Die Diskothek war mit bis zu fünf offenen Ladenkassen betrieben worden, deren Tagesgesamteinnahmen auf Zetteln erfasst und an die Buchhaltung übergeben wurden; Kasseneinzelaufzeichnungen konnten nicht vorgelegt werden. Infolgedessen nahm der Prüfer Hinzuschätzungen vor.

Die hiergegen gerichtete Klage hatte in der Sache im ersten Rechtsgang vor dem FG Hamburg teilweise Erfolg (FG Hamburg, Urt. v. 03.09.2019 - 2 K 218/18). Zwar beanstandete das FG sowohl die Schätzungsmethode als auch das Schätzungsergebnis des Finanzamts. In Ausübung seiner eigenen Schätzungsbefugnis schätzte das FG im ersten Rechtsgang die Getränkeumsätze nach Maßgabe eines äußeren Betriebsvergleichs.

Bei dem zugrunde gelegten Rohgewinnaufschlagsatz von 300 % orientierte sich das FG zum einen an der vom BMF veröffentlichten Richtsatzsammlung, die für Gastronomiebetriebe in den Streitjahren Rohgewinnaufschlagsätze zwischen 186 % und 400 % (2013) und zwischen 186 % und 376 % (2014) sowie einen Mittelwert von jeweils 257 % ausweist. Zum anderen berief es sich auf einen nur für den Dienstgebrauch der Finanzverwaltung erstellten Erfahrungsbericht vom 23.05.2017 über Betriebsprüfungen bei Diskotheken (sog. "Fachinfosystem Bp NRW").

BFH-Beschluss vom 28.05.2020 - X B 12/20

Der BFH hob diese Entscheidung mit Beschluss vom 28.05.2020 - X B 12/20 auf, da der Anspruch auf Gewährung rechtlichen Gehörs als verletzt angesehen wurde. Das FG hatte auf das "Fachinfosystem Bp NRW" zurückgegriffen, ohne die hieraus entnommenen Erkenntnisse zuvor dem Kläger inhaltlich zugänglich gemacht zu haben.

Im zweiten Rechtsgang bestätigte das FG sein bisheriges Ergebnis, griff für den Ansatz eines Rohgewinnaufschlagsatzes von 300 % aber nur noch auf die Richtsatzsammlung des BMF zurück (FG Hamburg, Urt. v. 13.10.2020 - 2 K 218/18).

BFH-Beschluss vom 14.12.2022 - X R 19/21

Auf die erneute Revision des Klägers forderte der BFH das BMF auf, dem Revisionsverfahren beizutreten, um u.a. zu der Frage Stellung zu nehmen, ob und - wenn ja - unter welchen Voraussetzungen ein äußerer Betriebsvergleich in Gestalt einer Schätzung anhand der Richtsätze der amtlichen Richtsatzsammlung des BMF zulässig ist (BFH, Beschl. v. 14.12.2022 - X R 19/21).

Der BFH warf mit Blick auf die amtliche Richtsatzsammlung als Grundlage für eine Schätzung i.S.d. § 162 Abs. 1 Satz 1 AO die Fragen auf, welche einzelnen Daten mit welchem Gewicht in die jeweilige Gewerbeklasse einfließen, wie die Repräsentativität der Daten sichergestellt wird und ob es Einzeldaten gibt, die von vornherein keinen Eingang in die Datensammlung finden.
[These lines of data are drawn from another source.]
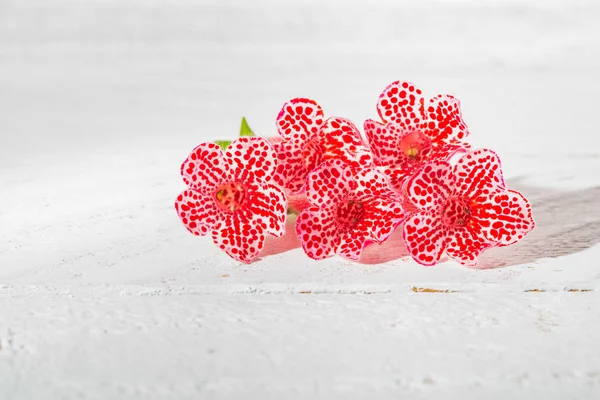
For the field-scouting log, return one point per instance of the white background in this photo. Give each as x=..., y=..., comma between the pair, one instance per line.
x=104, y=294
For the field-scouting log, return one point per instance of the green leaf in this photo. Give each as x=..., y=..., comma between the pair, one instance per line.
x=245, y=129
x=223, y=144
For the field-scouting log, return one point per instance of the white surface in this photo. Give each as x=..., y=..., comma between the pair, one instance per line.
x=103, y=294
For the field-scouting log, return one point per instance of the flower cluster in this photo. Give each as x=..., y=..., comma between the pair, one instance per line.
x=351, y=192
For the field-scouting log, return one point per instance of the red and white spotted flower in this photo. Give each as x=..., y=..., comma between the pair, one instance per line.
x=348, y=209
x=308, y=139
x=414, y=131
x=463, y=210
x=232, y=197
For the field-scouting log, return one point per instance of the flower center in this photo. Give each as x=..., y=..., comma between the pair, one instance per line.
x=230, y=196
x=349, y=214
x=415, y=145
x=457, y=212
x=312, y=154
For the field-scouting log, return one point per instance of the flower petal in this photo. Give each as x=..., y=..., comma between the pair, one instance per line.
x=329, y=184
x=251, y=159
x=465, y=245
x=351, y=246
x=342, y=140
x=267, y=206
x=291, y=171
x=383, y=210
x=384, y=141
x=204, y=168
x=318, y=232
x=425, y=238
x=198, y=212
x=239, y=237
x=431, y=186
x=444, y=121
x=300, y=119
x=402, y=103
x=505, y=217
x=478, y=174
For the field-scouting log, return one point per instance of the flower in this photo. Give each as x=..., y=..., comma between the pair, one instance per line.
x=308, y=139
x=231, y=196
x=413, y=132
x=463, y=210
x=349, y=208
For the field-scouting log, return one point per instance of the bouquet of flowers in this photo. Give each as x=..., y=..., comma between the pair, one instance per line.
x=412, y=170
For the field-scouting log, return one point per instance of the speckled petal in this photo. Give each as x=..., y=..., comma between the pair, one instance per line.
x=429, y=188
x=204, y=168
x=465, y=245
x=291, y=171
x=239, y=236
x=402, y=103
x=300, y=119
x=351, y=246
x=505, y=218
x=198, y=212
x=342, y=141
x=267, y=206
x=318, y=232
x=251, y=159
x=383, y=210
x=425, y=238
x=384, y=141
x=444, y=121
x=478, y=175
x=329, y=183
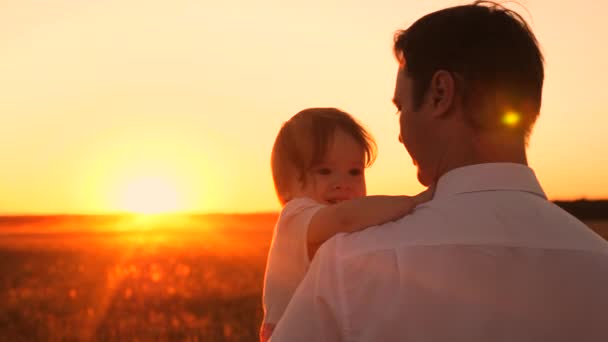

Ferner ist aus Sicht des BFH unklar, ob regionale Unterschiede bei fixen Betriebskosten bundeseinheitlichen Richtsätzen entgegenstehen.

Zudem wollte der BFH wissen, weshalb die Ergebnisse von Verlustbetrieben keine Berücksichtigung in der Richtsatzsammlung finden, obwohl auch diese Betriebe einen Rohgewinnaufschlag ausweisen.

Des Weiteren ist nicht ersichtlich, ob ganz oder teilweise erfolgreiche Rechtsbehelfe Eingang in die Richtsatzsammlung finden. Letztlich stellte der BFH infrage, wie es dem Steuerpflichtigen ermöglicht werden kann, das Schätzungsergebnis auf Grundlage der Richtsatzsammlung nachzuvollziehen und zu überprüfen.

Das BMF war der Beitrittsaufforderung gefolgt. Einzelheiten zur Stellungnahme können der Rdnr. 20 ff. des Urteils vom 18.06.2025 - X R 19/21 entnommen werden.

BFH-Urteil vom 18.06.2025 - X R 19/21

Der BFH hob nun das Urteil des FG Hamburg auf und wies die Sache zur anderweitigen Verhandlung und Entscheidung zurück, da dem BFH keine eigene Schätzungsbefugnis zukommt.

Da es sich bei der Diskothek unstreitig um einen "bargeldintensiven Betrieb" handelte und die festgestellten Mängel den Kernbereich der Buchführung des Klägers betrafen, bestand eine Schätzungsbefugnis dem Grunde nach.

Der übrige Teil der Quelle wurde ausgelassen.